18. This type of order has already been held unsustainable by this Court in the case of Ankit (supra) relying on in a number of decisions of the Apex Court. The relevant portion of the said decision, is extracted below:
"Although as held by this Court in the case of Megh Nath Guptas & Anr V State of U.P. And Anr, 2008 (62) ACC 826, in which reference has been made to the cases of Deputy Chief Controller Import and Export Vs Roshan Lal Agarwal, 2003 (4^) ACC 686 (SC), UP Pollution Control Board Vs Mohan Meakins, 2000 (2) JIC 159 (SC): AIR 2000 SC 1456 and Kanti Bhadra Vs State of West Bengal, 2000 (1) JIC 751 (SC): 2000 (40) ACC 441 (SC), the Magistrate is not required to pass detailed reasoned order at the time of taking cognizance on the charge sheet, but it does not mean that order of taking cognizance can be passed by filling up the blanks on printed proforma. At the time of passing any judicial order including the order taking cognizance on the charge sheet, the Court is required to apply judicial mind and even the order of taking cognizance cannot be passed in mechanical manner. Therefore, the impugned order is liable to be quashed and the matter has to be sent back to the Court below for passing fresh order on the charge sheet after applying judicial mind."(Emphasis supplied)

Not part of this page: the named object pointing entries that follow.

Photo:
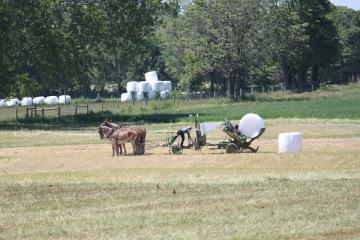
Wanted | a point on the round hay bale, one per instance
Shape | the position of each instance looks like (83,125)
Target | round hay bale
(26,101)
(151,76)
(39,100)
(144,87)
(51,100)
(251,124)
(64,99)
(290,142)
(132,87)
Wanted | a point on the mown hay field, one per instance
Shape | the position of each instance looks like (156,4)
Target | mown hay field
(66,185)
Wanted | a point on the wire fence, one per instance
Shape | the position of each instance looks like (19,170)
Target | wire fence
(94,106)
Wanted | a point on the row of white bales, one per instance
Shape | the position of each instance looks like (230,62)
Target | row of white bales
(28,101)
(150,88)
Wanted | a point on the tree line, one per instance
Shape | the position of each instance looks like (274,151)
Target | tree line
(81,47)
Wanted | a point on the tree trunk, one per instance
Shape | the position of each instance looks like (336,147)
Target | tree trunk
(230,87)
(288,77)
(302,79)
(315,80)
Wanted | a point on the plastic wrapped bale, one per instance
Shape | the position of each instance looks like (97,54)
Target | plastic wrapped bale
(151,95)
(26,101)
(2,103)
(157,86)
(51,100)
(151,76)
(167,86)
(39,100)
(64,99)
(126,97)
(164,94)
(290,142)
(144,87)
(13,102)
(251,125)
(140,96)
(132,87)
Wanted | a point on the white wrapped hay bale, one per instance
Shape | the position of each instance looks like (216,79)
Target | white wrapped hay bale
(51,100)
(126,97)
(151,76)
(2,103)
(26,101)
(140,96)
(144,87)
(64,99)
(251,124)
(13,102)
(167,86)
(132,87)
(290,142)
(151,95)
(164,94)
(157,86)
(39,100)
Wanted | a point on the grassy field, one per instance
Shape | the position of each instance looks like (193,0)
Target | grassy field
(65,185)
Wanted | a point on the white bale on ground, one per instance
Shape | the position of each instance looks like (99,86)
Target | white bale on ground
(151,95)
(157,86)
(167,86)
(51,100)
(151,76)
(251,124)
(132,87)
(126,97)
(144,87)
(140,96)
(39,100)
(64,99)
(164,94)
(2,103)
(290,142)
(13,102)
(26,101)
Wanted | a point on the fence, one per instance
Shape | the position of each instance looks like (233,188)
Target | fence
(19,112)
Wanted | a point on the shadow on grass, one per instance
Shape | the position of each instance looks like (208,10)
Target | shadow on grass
(90,120)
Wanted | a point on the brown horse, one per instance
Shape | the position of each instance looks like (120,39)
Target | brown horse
(130,135)
(142,134)
(114,127)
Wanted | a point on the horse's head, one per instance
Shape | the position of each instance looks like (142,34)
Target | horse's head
(101,134)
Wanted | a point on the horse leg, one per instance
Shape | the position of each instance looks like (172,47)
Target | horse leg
(124,148)
(113,145)
(134,147)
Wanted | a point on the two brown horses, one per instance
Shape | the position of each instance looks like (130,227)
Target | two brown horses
(120,135)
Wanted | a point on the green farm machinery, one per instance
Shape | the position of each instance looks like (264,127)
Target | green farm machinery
(236,141)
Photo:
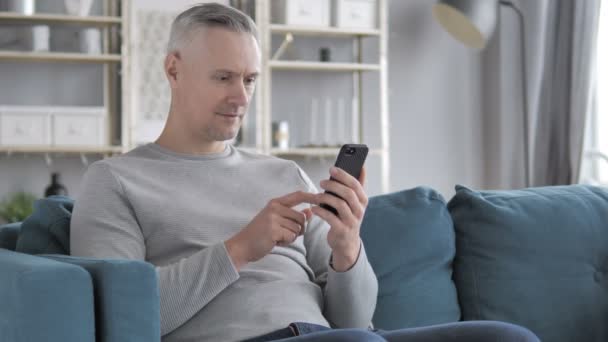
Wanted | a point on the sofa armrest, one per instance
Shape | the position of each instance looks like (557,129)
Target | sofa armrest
(44,300)
(127,300)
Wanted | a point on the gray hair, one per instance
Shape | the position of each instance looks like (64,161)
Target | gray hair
(208,15)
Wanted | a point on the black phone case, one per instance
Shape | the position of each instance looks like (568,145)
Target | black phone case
(349,163)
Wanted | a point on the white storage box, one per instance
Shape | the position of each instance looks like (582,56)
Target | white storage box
(25,125)
(301,12)
(355,14)
(79,126)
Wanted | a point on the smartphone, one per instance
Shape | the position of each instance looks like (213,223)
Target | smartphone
(350,159)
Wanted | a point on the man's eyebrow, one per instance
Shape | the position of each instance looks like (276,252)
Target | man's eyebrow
(230,72)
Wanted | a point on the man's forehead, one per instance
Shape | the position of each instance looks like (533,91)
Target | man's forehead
(227,50)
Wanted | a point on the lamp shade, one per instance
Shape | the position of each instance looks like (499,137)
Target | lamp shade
(470,21)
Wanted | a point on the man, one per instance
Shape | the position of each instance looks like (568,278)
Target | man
(238,249)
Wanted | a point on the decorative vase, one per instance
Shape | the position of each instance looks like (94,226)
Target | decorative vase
(55,188)
(78,7)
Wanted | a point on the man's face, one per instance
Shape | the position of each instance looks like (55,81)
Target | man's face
(214,83)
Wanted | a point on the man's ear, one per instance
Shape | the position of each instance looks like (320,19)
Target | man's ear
(172,62)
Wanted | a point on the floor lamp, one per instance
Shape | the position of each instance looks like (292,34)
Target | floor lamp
(472,22)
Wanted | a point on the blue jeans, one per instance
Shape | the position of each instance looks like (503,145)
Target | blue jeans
(473,331)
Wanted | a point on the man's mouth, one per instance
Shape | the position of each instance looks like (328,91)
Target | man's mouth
(229,115)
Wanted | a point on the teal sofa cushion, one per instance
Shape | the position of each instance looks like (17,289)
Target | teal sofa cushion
(47,230)
(44,300)
(409,240)
(127,300)
(9,234)
(536,257)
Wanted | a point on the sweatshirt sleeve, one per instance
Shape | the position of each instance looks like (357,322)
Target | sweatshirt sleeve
(350,296)
(104,226)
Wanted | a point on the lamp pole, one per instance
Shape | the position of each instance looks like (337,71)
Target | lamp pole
(526,132)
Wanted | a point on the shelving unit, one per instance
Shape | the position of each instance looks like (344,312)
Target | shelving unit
(59,57)
(17,18)
(266,30)
(112,59)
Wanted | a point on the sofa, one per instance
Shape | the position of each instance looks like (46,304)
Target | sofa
(535,257)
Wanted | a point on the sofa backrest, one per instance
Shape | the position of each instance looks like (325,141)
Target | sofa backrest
(536,257)
(409,240)
(47,230)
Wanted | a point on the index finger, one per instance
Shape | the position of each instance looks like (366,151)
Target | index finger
(298,197)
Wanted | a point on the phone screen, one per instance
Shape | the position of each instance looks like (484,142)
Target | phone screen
(350,159)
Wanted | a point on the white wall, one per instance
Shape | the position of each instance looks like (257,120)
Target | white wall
(434,99)
(434,111)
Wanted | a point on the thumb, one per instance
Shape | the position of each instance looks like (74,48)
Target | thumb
(308,213)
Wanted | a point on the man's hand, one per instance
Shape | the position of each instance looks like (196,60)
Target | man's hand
(276,224)
(343,236)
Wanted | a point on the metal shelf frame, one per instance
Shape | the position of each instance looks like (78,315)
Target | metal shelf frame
(114,15)
(266,30)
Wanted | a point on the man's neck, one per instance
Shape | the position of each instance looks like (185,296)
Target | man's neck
(180,144)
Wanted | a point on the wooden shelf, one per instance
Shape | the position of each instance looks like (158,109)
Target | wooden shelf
(23,56)
(59,19)
(62,149)
(323,31)
(314,152)
(327,66)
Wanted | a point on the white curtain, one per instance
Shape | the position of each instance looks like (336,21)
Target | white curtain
(560,43)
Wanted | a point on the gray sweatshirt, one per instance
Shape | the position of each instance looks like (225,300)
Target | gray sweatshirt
(175,211)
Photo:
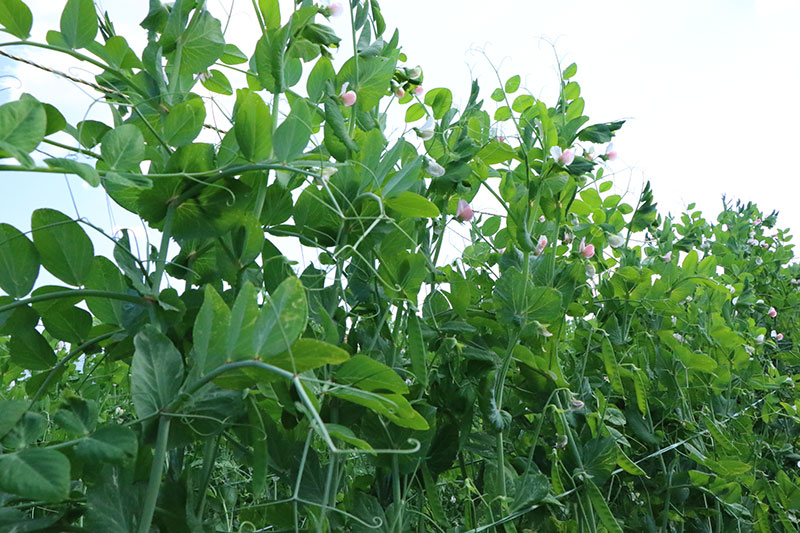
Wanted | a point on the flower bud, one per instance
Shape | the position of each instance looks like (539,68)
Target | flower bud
(464,211)
(586,250)
(615,241)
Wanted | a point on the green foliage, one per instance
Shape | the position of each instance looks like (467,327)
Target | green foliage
(296,355)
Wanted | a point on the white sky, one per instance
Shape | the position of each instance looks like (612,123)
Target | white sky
(707,87)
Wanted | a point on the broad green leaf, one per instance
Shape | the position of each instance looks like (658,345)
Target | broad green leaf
(184,122)
(411,204)
(601,507)
(217,82)
(271,11)
(77,416)
(440,100)
(67,323)
(23,123)
(495,152)
(10,413)
(374,76)
(19,262)
(393,406)
(291,137)
(156,372)
(123,148)
(308,354)
(86,172)
(64,248)
(512,84)
(252,125)
(283,318)
(242,341)
(16,18)
(522,302)
(105,276)
(320,75)
(78,23)
(210,330)
(90,132)
(368,374)
(346,434)
(109,444)
(201,44)
(415,112)
(36,474)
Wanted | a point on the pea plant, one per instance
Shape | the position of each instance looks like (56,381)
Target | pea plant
(296,354)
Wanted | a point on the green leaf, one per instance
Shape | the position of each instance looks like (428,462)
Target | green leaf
(64,248)
(202,44)
(411,204)
(570,71)
(495,152)
(156,372)
(440,100)
(522,102)
(36,474)
(123,148)
(502,113)
(10,413)
(90,132)
(415,112)
(522,302)
(87,172)
(320,75)
(29,350)
(23,123)
(184,122)
(19,262)
(600,133)
(105,276)
(252,125)
(601,507)
(217,82)
(291,137)
(16,18)
(393,406)
(512,84)
(231,55)
(271,11)
(78,23)
(109,444)
(210,330)
(346,434)
(283,318)
(304,355)
(368,374)
(67,322)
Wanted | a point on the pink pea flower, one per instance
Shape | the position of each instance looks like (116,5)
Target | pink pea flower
(610,153)
(348,97)
(541,245)
(335,9)
(587,250)
(564,158)
(464,211)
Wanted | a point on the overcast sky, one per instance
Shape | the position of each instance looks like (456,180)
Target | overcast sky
(707,87)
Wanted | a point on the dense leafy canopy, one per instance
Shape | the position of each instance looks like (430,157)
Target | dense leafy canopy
(306,361)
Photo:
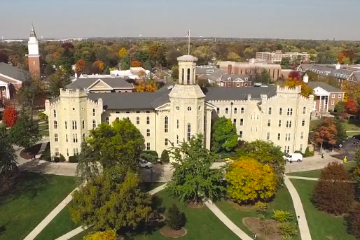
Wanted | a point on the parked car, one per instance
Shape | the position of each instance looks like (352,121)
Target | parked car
(293,157)
(145,164)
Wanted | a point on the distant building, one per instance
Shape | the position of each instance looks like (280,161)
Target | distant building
(326,97)
(250,68)
(277,56)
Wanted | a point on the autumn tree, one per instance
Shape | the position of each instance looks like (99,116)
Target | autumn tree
(250,181)
(334,193)
(120,143)
(325,132)
(193,177)
(10,116)
(224,136)
(266,153)
(112,200)
(80,66)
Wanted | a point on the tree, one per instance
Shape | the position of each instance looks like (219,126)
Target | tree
(106,235)
(119,143)
(7,155)
(353,220)
(175,219)
(334,193)
(165,156)
(112,200)
(122,52)
(25,133)
(325,132)
(88,166)
(250,181)
(265,153)
(80,66)
(10,116)
(224,136)
(193,177)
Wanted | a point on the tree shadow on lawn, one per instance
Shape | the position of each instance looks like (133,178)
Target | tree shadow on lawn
(24,185)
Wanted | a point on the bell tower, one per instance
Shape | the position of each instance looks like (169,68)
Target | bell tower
(33,54)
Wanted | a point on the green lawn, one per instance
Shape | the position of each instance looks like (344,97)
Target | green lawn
(63,224)
(282,201)
(316,173)
(322,226)
(201,223)
(34,197)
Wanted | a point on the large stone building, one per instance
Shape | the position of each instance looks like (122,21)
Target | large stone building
(174,114)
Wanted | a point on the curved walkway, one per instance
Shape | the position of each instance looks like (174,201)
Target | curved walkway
(299,210)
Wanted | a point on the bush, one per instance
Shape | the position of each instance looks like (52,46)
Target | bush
(175,219)
(165,156)
(150,156)
(73,159)
(353,220)
(282,216)
(334,193)
(288,229)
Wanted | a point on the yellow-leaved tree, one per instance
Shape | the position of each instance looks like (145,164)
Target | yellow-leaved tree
(106,235)
(250,181)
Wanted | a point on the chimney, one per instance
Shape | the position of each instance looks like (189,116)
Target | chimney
(229,69)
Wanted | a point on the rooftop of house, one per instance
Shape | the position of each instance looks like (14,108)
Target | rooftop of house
(152,100)
(324,86)
(14,72)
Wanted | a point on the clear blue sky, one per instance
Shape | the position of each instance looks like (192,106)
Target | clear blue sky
(305,19)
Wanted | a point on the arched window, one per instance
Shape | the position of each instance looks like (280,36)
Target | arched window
(182,75)
(188,76)
(166,124)
(189,132)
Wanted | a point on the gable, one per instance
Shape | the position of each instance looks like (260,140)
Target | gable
(99,85)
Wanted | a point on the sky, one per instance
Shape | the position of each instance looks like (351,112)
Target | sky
(285,19)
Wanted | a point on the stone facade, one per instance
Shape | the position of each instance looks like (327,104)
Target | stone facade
(280,115)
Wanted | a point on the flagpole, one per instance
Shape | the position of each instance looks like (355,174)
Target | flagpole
(189,43)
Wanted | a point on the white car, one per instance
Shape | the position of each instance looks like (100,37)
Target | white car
(145,164)
(293,157)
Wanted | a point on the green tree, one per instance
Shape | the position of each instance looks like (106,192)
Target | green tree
(193,177)
(175,219)
(119,143)
(112,200)
(7,156)
(266,153)
(25,133)
(224,136)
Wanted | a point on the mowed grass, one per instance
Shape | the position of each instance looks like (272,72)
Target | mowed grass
(63,224)
(322,226)
(316,173)
(236,213)
(34,197)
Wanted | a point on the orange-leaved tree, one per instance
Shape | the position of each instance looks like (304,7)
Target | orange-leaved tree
(80,66)
(10,116)
(250,181)
(326,132)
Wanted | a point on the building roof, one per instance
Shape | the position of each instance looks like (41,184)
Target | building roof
(14,72)
(324,86)
(115,82)
(152,100)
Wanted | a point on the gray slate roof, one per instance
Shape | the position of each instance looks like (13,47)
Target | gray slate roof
(14,72)
(116,83)
(324,86)
(152,100)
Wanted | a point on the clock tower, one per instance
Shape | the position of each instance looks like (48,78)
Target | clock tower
(33,54)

19. In view of the above, the conduct of the judicial officers concerned in passing orders on printed proforma by filling up the blanks without application of judicial mind is objectionable and deserves to be deprecated. The summoning of an accused in a criminal case is a serious matter and the order must reflect that Magistrate had applied his mind to the facts as well as law applicable thereto.
20. In light of the judgments referred to above, it is explicitly clear that the order dated 11.09.2019 passed by Additional Chief Judicial Magistrate, Chhibramau, Kannauj is cryptic and does not stand the test of the law laid down by the Apex Court. Consequently, the order dated 11.09.2019 cannot be legally sustained, as the Magistrate failed to exercise the jurisdiction vested in him/her resulting in miscarriage of justice.
21. Accordingly, the present criminal misc. application succeeds and is allowed at the admission stage without issuing notice to the prospective opposite parties, as they have no right to be heard at pre-cognizance stage. Order dated 11.09.2019 is, hereby, quashed.
22. The Additional Chief Judicial Magistrate, Chhibramau, Kannauj is directed to exercise his discretionary power and decide afresh the application for summoning the applicants and pass appropriate orders in accordance with law keeping in view the observations made by this Court as well as the direction contained in the judgments referred to above within a period of two months from the date of production of a certified copy of this order.
23. With the above direction, the application stands allowed.